Hubungan kolesterol dengan badan lemas dan leher kaku

23 Oct 2014, 07:39 WIB
Pria, 55 tahun.

Saya penderita kolesterol tinggi ,makan sudah mengikuti saran dokter, sama dokter dikasih obat lipitor agak turun. Namun akhir2 ini badan terasa lemas leher terasa kaku .mohon advisnya. Terima kasih

 

Terima kasih telah menggunakan layanan e-konsultasi Klikdokter.com 

Rutin Mengetahui kadar kolesterol dalam darah penting artinya sebagai bagian dari upaya pencegahan penyakit pembuluh darah dan jantung.  Pemeriksaan sederhana dapat menunjukkan angka kolesterol total, sedangkan pemeriksaan yang lebih kompleks dapat menunjukkan informasi tambahan berupa angka high density lipoprotein (HDL),low density lipoprotein (LDL), dan trigliserida. Kapan terakhir Anda melakukan pemeriksaan tersebut?

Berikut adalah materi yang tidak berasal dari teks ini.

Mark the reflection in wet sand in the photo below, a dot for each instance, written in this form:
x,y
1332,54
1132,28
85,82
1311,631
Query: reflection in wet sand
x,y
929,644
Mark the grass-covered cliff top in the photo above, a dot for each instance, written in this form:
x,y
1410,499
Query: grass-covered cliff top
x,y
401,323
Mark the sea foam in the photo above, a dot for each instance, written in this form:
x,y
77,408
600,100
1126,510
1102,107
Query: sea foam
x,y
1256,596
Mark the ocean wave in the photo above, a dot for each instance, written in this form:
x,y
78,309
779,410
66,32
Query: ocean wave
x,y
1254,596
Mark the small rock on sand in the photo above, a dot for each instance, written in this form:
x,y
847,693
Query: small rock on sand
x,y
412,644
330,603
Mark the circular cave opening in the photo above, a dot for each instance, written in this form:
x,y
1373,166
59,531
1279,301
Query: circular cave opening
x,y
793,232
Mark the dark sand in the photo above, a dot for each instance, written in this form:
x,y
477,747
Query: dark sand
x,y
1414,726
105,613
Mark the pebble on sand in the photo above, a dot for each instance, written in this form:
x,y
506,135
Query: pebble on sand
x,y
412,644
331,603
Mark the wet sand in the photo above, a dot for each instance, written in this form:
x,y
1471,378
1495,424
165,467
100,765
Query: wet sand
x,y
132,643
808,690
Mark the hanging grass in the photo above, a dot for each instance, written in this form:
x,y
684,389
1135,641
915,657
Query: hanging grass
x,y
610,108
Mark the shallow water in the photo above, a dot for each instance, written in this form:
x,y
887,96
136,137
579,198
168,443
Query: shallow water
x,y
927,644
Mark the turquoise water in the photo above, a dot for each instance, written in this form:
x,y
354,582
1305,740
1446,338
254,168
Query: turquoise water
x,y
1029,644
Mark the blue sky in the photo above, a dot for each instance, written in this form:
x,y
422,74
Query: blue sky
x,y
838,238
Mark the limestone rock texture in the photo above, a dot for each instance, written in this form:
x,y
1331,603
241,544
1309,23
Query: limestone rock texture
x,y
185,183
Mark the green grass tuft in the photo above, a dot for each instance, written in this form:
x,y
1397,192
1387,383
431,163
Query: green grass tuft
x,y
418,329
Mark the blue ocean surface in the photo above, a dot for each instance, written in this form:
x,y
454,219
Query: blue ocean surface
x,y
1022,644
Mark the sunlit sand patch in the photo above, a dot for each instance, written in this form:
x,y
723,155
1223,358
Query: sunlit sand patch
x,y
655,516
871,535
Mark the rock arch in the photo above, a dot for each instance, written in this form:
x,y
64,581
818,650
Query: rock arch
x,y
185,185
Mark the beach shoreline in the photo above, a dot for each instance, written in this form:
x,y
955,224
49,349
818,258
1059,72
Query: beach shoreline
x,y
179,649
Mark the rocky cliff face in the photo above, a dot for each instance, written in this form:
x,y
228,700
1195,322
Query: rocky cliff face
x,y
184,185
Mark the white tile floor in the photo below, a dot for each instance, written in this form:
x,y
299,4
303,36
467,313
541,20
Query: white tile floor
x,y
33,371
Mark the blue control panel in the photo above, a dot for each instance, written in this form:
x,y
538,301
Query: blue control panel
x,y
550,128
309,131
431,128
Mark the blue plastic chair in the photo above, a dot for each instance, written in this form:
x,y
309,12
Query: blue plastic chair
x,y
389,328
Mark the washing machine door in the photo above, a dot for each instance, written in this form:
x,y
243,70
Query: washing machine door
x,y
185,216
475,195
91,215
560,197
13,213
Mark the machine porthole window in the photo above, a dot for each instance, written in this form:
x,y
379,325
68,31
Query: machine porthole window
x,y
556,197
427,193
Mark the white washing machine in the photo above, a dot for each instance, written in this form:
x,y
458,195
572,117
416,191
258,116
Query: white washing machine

 Pemeriksaan kadar kolesterol sebaiknya dilakukan rutin untuk terus memantau kesehatan secara keseluruhan.

 Selain melalui pemeriksaan darah, sebenarnya ada tanda-tanda fisik yang dapat dicermati untuk mendeteksi tingginya kadar kolesterol total dalam darah :

 1. Sering pusing belakang kepala

Pusing di belakang kepala diakibatkan oleh penyumbatan pembuluh darah di sekitar kepala. Penyumbatan ini terjadi lantaran kolesterol yang mulai membentuk plak di pembuluh darah. Jika dibiarkan, maka pembuluh darah akan pecah dan menyebabkan stroke.

 2. Tengkuk dan pundak pegal

Pegal di tengkuk dan pundak merupakan implikasi dari aliran darah yang tidak lancar pada pembuluh darah di daerah tersebut. Aliran darah yang tidak lancar juga disebabkan adanya penyumbatan pembuluh dari kolesterol.

 3. Sering pegal di tangan dan kaki

Pembuluh darah di tangan dan kaki juga dapat tersumbat akibat penumpukan kolesterol. Pegal di tangan dan kaki akibat penumpukan kolesterol biasanya terjadi terus-menerus meskipun tidak melakukan aktivitas yang terlalu berat.

 4. Sering kesemutan di tangan dan kaki

Hampir sama dengan pegal, kesemutan merupakan implikasi dari aliran darah yang tidak lancar di bagian tubuh tertentu. Kesemutan berhubungan dengan saraf yang tidak mendapat aliran darah.

 5. Dada sebelah kiri seperti tertusuk

Dada sebelah kiri berhubungan dengan organ pemompa darah yaitu jantung. Penyumbatan di pembuluh darah sekitar jantung dapat mengakibatkan rasa nyeri seperti ditusuk. Bahkan rasa nyeri bisa menjalar hingga ke daerah di sekitar leher. Nyeri dada juga bisa menjadi tanda-tanda dari serangan jantung

Semoga penjelasan kami memberikan manfaat dan salam sehat!